Dissertation Overview

Standards that Need to Be Met

  • The dissertation must be a major piece of independent scholarly research
  • Topic and scope of the dissertation must be restricted and clearly defined. The problem which needs to be solved by way of academic research must be explicitly defined in the introduction, and the appropriate methods and logical steps to solve it need to be stated clearly.
  • A dissertation should concisely demonstrate awareness of the current state of research on the topic as well as of the latest relevant literature and state it concisely. It should go from there to the argument, and not dwell at length on matters already covered satisfactorily by others.
  • A dissertation must show ability to precisely handle the appropriate methods in the chosen field of research. The student has to work with the relevant sources, and must diligently document the use of primary and secondary sources. One cannot make claims without substantiation.
  • The dissertation should normally be between 250 and 300 pages in length plus footnotes, bibliography and appendices.

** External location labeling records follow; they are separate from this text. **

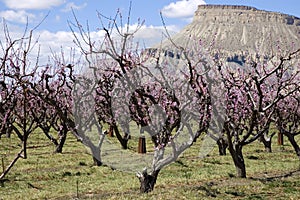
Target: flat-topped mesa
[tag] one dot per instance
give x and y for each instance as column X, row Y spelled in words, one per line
column 245, row 14
column 239, row 30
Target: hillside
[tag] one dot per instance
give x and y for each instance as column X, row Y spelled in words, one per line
column 236, row 30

The style of the writing must be clear, professional and grammatically proper. It should follow the conventions of academic literature that are found in international scholarly journals and monographs.

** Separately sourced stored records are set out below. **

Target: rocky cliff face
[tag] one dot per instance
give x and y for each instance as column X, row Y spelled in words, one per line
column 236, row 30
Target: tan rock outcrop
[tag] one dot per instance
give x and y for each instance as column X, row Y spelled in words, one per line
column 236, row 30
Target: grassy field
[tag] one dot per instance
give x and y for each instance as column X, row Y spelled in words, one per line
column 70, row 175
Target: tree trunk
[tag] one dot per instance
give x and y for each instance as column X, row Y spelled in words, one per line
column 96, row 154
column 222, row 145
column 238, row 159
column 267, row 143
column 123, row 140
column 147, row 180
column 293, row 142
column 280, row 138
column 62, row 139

The Use of Primary and Secondary Sources

These sources are the basis for Ph.D. research. Their nature and the methodology with them will vary widely with the topic, as does the length of discussion justifying their selection. Primary sources are either original documents, the recorded results of one’s own investigations or direct information from a person who is the object of study. Secondary sources are (usually documented) references by others to such primary sources. Primary as well as secondary sources must be identified in such a way that they can be traced by the reader. In a dissertation, a student must use all primary sources that are relevant to the research and accessible. Use of secondary sources is appropriate:

If the primary source is not accessible,
To identify the source whenever arguments or information are obtained from it,
To inform the readers about opponents and supporters of a certain opinion;
When the source provides opinions or arguments that need to be challenged.

Research in Other Languages

All relevant sources in a dissertation must be processed in their original language. E.g. where patristic opinion is studied, it will be necessary to make use of the patristic texts (especially the writings in Latin or Greek) in the original languages. Requirements may be less strict when a dissertation does not involve a detailed study of patristic writings, but a more synthetic overview of opinion about a certain topic. It is acceptable to make use of translations of literature in a language in which the student is not fluent. However, when dealing with a very particular statement the student needs to check the wording in the original text when:

  • The editor of a translation signals different possible interpretations;
  • The translations contradict each other;
  • he students feels uncertain about the rendering in the translation;
  • The precise wording of a phase or statement is important for proving the student’s point.

A student should include in the research the directly relevant scholarly literature in the main European languages (English, German, and French). Interaction with literature in other languages is not only desirable but it is also indispensable particularly if the subject is pertinent for researchers within that specific language area.